Rinaldi Gabriel, Yan Hongbin, Nacif-Pimenta Rafael, Matchimakul Pitchaya, Bridger Joanna, Mann Victoria H, Smout Michael J, Brindley Paul J, Knight Matty
Department of Microbiology, Immunology & Tropical Medicine, Research Center for the Neglected Diseases of Poverty, School of Medicine and Health Sciences, George Washington University, Washington, DC 20037, USA.
Department of Microbiology, Immunology & Tropical Medicine, Research Center for the Neglected Diseases of Poverty, School of Medicine and Health Sciences, George Washington University, Washington, DC 20037, USA; State Key Laboratory of Veterinary Etiological Biology, Lanzhou Veterinary Research Institute, Chinese Academy of Agricultural Sciences, Lanzhou, Gansu Province, China.
Int J Parasitol. 2015 Jul;45(8):527-35. doi: 10.1016/j.ijpara.2015.02.012. Epub 2015 Apr 20.
The invertebrate cell line, Bge, from embryos of the snail Biomphalaria glabrata, remains to date the only established cell line from any species of the Phylum Mollusca. Since its establishment in 1976 by Eder Hansen, few studies have focused on profiling its cytometrics, growth characteristics or sensitivity to xenobiotics. Bge cells are reputed to be challenging to propagate and maintain. Therefore, even though this cell line is a noteworthy resource, it has not been studied widely. With growing interest in functional genomics, including genetic transformation, to elucidate molecular aspects of the snail intermediate hosts responsible for transmission of schistosomiasis, and aiming to enhance the convenience of maintenance of this molluscan cell line, we deployed the xCELLigene real time approach to study Bge cells. Doubling times for three isolates of Bge, termed CB, SL and UK, were longer than for mammalian cell lines - longer than 40 h in complete Bge medium supplemented with 7% fetal bovine serum at 25°C, ranging from ∼42 h to ∼157 h when 40,000 cells were seeded. To assess the potential of the cells for genetic transformation, antibiotic selection was explored. Bge cells were sensitive to the aminonucleoside antibiotic puromycin (from Streptomyces alboniger) from 5 μg/ml to 200 ng/ml, displaying a half maximal inhibitory concentration (IC50) of ∼1.91 μg/ml. Sensitivity to puromycin, and a relatively quick kill time (<48 h in 5 μg/ml) facilitated use of this antibiotic, together with the cognate resistance gene (puromycin N-acetyl-transferase) for selection of Bge cells transformed with the PAC gene (puroR). Bge cells transfected with a plasmid encoding puroR were partially rescued when cultured in the presence of 5 μg/ml of puromycin. These findings pave the way for the development of functional genomic tools applied to the host-parasite interaction during schistosomiasis and neglected tropical trematodiases at large.

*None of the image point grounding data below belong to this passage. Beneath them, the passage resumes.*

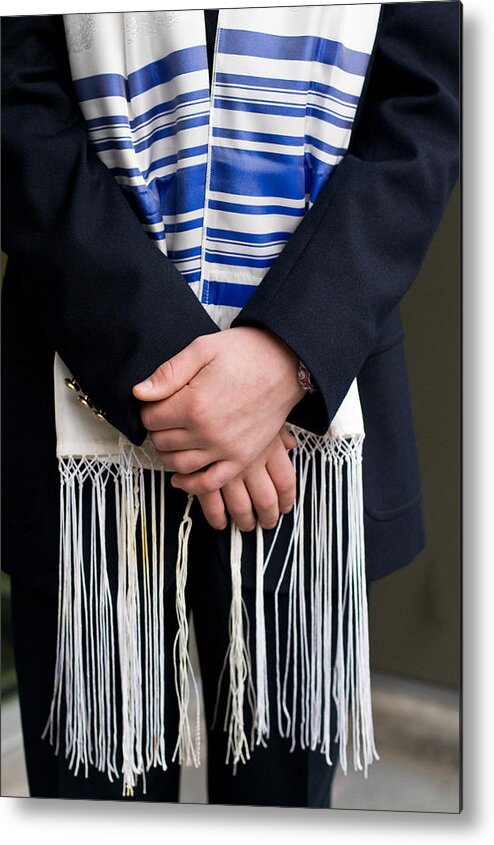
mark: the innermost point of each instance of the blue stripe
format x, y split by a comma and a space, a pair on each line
240, 208
179, 125
191, 276
330, 117
305, 48
240, 260
227, 293
261, 83
175, 64
326, 148
259, 108
283, 111
260, 137
186, 226
256, 173
247, 237
182, 191
181, 254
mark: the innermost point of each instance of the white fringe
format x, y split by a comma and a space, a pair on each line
85, 675
89, 635
305, 657
188, 747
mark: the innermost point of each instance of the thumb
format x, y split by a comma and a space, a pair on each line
173, 374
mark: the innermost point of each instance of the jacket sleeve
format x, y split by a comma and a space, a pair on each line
108, 301
361, 245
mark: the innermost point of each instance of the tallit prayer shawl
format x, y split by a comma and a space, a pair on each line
219, 182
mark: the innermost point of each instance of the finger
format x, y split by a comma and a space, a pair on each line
264, 497
239, 504
174, 440
213, 508
288, 439
175, 373
190, 461
215, 477
282, 474
165, 414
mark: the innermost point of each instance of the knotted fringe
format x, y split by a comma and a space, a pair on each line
188, 747
84, 695
322, 662
322, 673
314, 675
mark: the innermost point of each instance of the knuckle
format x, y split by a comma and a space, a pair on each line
198, 409
266, 504
287, 488
165, 371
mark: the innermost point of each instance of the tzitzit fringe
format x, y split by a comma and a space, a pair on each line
105, 640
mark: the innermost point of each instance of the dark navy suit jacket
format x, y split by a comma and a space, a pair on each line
84, 279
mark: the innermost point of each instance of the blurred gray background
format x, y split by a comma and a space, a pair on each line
415, 612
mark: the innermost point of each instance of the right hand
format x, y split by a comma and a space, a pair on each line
263, 490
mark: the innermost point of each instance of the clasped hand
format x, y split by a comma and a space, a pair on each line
216, 413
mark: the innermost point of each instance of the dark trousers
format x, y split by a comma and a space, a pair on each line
274, 776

源自光滑双脐螺胚胎的无脊椎动物细胞系Bge,至今仍是软体动物门任何物种中唯一已建立的细胞系。自1976年由埃德尔·汉森建立以来,很少有研究关注其细胞计量学、生长特性或对外源生物的敏感性分析。据报道,Bge细胞的增殖和维持具有挑战性。因此,尽管该细胞系是一项值得关注的资源,但尚未得到广泛研究。随着对功能基因组学(包括基因转化)兴趣的增加,为了阐明负责血吸虫病传播的蜗牛中间宿主的分子层面,并旨在提高这种软体动物细胞系的维持便利性,我们采用xCELLigene实时方法来研究Bge细胞。三种Bge分离株(称为CB、SL和UK)的倍增时间比哺乳动物细胞系更长——在25°C下添加7%胎牛血清的完全Bge培养基中,倍增时间超过40小时,接种40000个细胞时,范围从约42小时到约157小时。为了评估细胞进行基因转化的潜力,探索了抗生素筛选。Bge细胞对来自白色链霉菌的氨基核苷抗生素嘌呤霉素敏感,浓度范围为5μg/ml至200ng/ml,半最大抑制浓度(IC₅₀)约为1.91μg/ml。对嘌呤霉素的敏感性以及相对较快的杀伤时间(在5μg/ml中<48小时)便于使用这种抗生素,连同同源抗性基因(嘌呤霉素N - 乙酰转移酶)用于筛选用PAC基因(puroR)转化的Bge细胞。当在5μg/ml嘌呤霉素存在下培养时,用编码puroR的质粒转染的Bge细胞得到部分挽救。这些发现为开发应用于血吸虫病以及更广泛的被忽视热带吸虫病中宿主 - 寄生虫相互作用的功能基因组工具铺平了道路。